Le principal accusé de l’assassinat de Federico Martin Aramburu, a répété ce lundi 7 septembre avoir "tiré" sur l’ancien rugbyman argentin pour se "défendre" dans une bagarre, dans ses premiers mots à la cour d’assises de Paris, qui rendra son verdict le 25 septembre.
"Mais quelle que soit cette décision, c’est à vie que je suis condamné à porter ce drame immense. Je ne cesserai jamais de demander pardon", a ajouté le jeune homme, ancien d’un commando des forces spéciales qu’il avait dû quitter en 2015, déjà après des violences qui lui avaient été reprochées sous l’uniforme.
L’autre accusé reconnaît les "violences avec armes"
Son ami Romain Bouvier, un autre ancien militant du GUD, organisation étudiante radicale violente et depuis dissoute, a reconnu s’être rendu coupable de "violences avec armes" mais a contesté, comme durant l’enquête, toute intention homicide.
"Je n’ai jamais voulu tuer M. Martin Aramburu, je n’ai pas voulu le blesser, je n’ai même pas voulu le toucher", a ajouté cet ancien étudiant en droit qui, avant Loïk Le Priol, avait tiré quatre fois sur Federico Martin Aramburu.
L’enquête a démontré que les coups mortels avaient été tirés par Loïk Le Priol.
Rappel des faits
Le 19 mars 2022, Loïk le Priol, militant d’ultradroite, qui avait une inclination pour la violence et les armes, avait fait feu six fois sur la victime, dont deux tirs mortels, épilogue sanglant d’une dispute alcoolisée, née à la terrasse d’une brasserie en plein centre de Paris avec Federico Martin Aramburu et un autre rugbyman, Shaun Hegarty.
Loïk le Priol et Romain Bouvier sont des amis de longue date. Le soir des faits, ils n’auraient théoriquement pas dû être ensemble, soumis à un contrôle judiciaire pour leur implication dans l’agression extrêmement violente, chez lui, d’un dirigeant du GUD.

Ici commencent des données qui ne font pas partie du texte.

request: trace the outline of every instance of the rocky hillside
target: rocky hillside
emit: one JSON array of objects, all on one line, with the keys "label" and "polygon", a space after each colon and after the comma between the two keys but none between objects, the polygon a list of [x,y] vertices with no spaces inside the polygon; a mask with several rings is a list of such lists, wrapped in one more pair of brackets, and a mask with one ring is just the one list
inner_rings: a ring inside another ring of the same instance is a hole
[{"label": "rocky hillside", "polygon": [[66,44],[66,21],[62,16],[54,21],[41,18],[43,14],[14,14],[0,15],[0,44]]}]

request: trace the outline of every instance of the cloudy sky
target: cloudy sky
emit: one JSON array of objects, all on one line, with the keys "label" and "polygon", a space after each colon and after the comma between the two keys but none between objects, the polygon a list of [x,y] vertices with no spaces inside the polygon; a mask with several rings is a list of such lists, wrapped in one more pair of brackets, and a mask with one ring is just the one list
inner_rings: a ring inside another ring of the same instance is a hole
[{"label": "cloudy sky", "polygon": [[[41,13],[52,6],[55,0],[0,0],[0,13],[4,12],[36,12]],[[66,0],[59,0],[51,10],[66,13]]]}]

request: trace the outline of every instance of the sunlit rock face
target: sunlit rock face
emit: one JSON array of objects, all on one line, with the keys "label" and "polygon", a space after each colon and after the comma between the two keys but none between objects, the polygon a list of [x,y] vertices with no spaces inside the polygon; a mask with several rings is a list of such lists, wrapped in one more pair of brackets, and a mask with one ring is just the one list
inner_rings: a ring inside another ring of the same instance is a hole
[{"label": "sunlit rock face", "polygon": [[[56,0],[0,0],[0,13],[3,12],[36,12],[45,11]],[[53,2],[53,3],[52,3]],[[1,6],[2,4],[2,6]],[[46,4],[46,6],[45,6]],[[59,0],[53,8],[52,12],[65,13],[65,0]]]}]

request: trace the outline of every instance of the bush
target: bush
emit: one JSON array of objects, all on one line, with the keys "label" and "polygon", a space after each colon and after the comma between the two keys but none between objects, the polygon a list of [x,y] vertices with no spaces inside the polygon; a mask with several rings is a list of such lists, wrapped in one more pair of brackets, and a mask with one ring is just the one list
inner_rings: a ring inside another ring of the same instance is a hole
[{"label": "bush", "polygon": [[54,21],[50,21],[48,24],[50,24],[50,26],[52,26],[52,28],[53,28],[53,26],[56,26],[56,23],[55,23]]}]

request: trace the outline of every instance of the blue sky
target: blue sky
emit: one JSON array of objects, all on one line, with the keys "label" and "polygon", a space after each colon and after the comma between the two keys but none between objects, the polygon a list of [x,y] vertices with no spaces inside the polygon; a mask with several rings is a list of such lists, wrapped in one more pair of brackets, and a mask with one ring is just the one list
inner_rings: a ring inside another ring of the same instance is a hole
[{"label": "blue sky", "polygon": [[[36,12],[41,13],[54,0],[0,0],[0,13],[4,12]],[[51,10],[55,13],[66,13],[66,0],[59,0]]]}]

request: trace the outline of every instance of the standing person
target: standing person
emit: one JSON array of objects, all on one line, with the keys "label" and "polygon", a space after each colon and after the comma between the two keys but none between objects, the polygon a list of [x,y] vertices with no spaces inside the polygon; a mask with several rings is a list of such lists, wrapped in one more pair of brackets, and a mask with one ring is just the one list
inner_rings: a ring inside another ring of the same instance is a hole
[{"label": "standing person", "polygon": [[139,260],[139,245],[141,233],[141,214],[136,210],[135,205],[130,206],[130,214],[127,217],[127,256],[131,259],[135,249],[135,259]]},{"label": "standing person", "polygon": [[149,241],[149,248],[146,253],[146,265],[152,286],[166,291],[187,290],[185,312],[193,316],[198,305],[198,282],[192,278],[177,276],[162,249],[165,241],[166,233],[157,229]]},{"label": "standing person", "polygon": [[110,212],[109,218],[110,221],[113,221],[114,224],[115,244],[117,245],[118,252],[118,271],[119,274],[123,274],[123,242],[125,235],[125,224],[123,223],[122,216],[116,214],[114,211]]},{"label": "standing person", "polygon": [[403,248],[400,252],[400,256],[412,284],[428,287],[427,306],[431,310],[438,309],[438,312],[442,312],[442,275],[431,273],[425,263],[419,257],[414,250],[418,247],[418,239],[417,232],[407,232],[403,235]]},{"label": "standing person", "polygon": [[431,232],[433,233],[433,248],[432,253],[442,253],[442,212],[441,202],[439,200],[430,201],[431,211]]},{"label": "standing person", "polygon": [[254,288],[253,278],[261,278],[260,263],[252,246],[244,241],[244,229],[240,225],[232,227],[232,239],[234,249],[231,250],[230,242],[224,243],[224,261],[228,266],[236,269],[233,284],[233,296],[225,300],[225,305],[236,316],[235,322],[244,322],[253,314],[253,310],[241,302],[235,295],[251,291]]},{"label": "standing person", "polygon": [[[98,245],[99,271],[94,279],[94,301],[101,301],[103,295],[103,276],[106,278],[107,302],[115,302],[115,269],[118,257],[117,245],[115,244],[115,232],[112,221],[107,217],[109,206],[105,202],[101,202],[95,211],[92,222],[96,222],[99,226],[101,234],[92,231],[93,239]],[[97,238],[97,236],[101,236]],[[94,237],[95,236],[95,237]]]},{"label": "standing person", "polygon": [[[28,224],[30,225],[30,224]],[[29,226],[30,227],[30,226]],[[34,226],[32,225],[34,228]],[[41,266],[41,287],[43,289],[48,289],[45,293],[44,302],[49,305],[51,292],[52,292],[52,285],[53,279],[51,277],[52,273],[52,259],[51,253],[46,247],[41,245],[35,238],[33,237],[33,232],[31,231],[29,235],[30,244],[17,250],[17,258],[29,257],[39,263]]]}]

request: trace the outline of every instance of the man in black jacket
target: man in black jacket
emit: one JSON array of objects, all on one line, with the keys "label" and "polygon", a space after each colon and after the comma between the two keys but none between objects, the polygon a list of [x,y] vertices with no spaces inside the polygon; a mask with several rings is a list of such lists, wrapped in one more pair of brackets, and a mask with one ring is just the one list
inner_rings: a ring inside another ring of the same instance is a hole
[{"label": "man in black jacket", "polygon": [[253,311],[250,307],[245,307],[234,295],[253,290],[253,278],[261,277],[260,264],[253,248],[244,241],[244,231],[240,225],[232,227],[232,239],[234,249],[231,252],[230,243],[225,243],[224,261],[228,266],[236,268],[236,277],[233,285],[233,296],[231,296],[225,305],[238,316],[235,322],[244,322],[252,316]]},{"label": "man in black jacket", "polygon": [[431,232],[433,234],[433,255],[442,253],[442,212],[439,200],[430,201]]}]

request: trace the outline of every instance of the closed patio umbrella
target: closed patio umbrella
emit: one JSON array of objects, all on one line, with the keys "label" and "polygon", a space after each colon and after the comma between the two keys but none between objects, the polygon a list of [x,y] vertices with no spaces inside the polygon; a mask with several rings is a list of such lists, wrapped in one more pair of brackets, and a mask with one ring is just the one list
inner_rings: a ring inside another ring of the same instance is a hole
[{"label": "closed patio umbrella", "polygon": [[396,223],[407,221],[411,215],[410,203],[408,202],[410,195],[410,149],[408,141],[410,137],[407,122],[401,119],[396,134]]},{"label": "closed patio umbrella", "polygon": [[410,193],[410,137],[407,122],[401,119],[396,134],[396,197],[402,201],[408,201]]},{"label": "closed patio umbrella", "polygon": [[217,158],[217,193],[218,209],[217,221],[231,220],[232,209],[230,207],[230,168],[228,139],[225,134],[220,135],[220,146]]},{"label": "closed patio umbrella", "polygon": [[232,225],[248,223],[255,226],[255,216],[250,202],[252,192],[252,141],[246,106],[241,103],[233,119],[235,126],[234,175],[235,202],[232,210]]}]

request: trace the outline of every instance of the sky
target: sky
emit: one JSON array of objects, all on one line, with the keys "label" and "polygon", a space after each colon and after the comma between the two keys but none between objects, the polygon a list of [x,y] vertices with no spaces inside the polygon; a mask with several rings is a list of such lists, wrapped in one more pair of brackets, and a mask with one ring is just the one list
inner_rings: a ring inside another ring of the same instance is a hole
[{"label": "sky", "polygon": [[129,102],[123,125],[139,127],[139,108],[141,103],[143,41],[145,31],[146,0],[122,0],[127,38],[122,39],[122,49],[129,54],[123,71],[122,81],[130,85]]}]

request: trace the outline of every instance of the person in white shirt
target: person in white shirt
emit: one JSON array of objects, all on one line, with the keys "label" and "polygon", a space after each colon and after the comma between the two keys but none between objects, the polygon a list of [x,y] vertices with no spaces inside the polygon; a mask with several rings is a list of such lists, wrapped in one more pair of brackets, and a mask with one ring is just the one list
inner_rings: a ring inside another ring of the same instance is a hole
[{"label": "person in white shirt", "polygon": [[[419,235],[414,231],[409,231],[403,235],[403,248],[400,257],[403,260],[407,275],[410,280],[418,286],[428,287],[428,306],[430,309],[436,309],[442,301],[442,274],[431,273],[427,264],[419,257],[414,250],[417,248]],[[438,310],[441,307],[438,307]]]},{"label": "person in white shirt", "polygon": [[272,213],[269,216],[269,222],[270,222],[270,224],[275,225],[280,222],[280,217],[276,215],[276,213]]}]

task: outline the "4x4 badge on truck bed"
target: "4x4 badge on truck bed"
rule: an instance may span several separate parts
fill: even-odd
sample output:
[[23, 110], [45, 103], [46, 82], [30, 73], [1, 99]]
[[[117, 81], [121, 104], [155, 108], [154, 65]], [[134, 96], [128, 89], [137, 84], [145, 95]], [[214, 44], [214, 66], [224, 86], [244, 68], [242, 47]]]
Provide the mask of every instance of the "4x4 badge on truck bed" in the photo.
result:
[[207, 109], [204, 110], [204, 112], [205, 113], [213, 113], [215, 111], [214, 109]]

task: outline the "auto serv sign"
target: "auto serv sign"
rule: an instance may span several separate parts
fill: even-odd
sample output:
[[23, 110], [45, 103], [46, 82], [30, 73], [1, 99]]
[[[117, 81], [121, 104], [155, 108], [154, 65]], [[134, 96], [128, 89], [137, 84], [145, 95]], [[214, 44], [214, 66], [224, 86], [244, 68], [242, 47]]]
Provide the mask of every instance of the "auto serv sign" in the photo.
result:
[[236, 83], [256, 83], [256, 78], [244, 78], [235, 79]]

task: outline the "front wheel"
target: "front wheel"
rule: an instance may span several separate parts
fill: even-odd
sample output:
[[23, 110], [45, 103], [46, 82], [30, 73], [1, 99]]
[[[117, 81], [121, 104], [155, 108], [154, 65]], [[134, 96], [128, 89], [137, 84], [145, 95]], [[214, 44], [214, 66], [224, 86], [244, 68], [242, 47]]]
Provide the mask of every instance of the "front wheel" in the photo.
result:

Celle-ci leur a valu d’être déjà condamnés à de la prison ferme, trois ans pour Bouvier, deux ans pour Le Priol, qui s’était vu reconnaître une altération de la responsabilité en raison d’un trouble de stress post-traumatique (TSPT), héritage de ses années militaires. La réalité de ce TSPT divise les experts et sera un enjeu du procès.
Deux autres accusés
L’ancienne petite amie de Le Priol, âgée de 29 ans, qui était présente durant la dispute puis les tirs de Bouvier, comparaît elle pour complicité de tentative d’assassinat, une incrimination qu’elle a contestée dans des premiers mots confus.
La conscience que la jeune femme avait ou non de la volonté de Le Priol et Bouvier de retrouver les rugbymen pour en découdre encore après leur dispute et une violente bagarre à la terrasse d’une brasserie parisienne, ou sa connaissance du fait qu’ils étaient armés, seront des enjeux cruciaux pour elle, qui encourt également la perpétuité.
Un autre homme, âgé de 37 ans, est lui jugé pour avoir aidé Bouvier durant sa courte cavale. Il encourt une peine bien moins importante.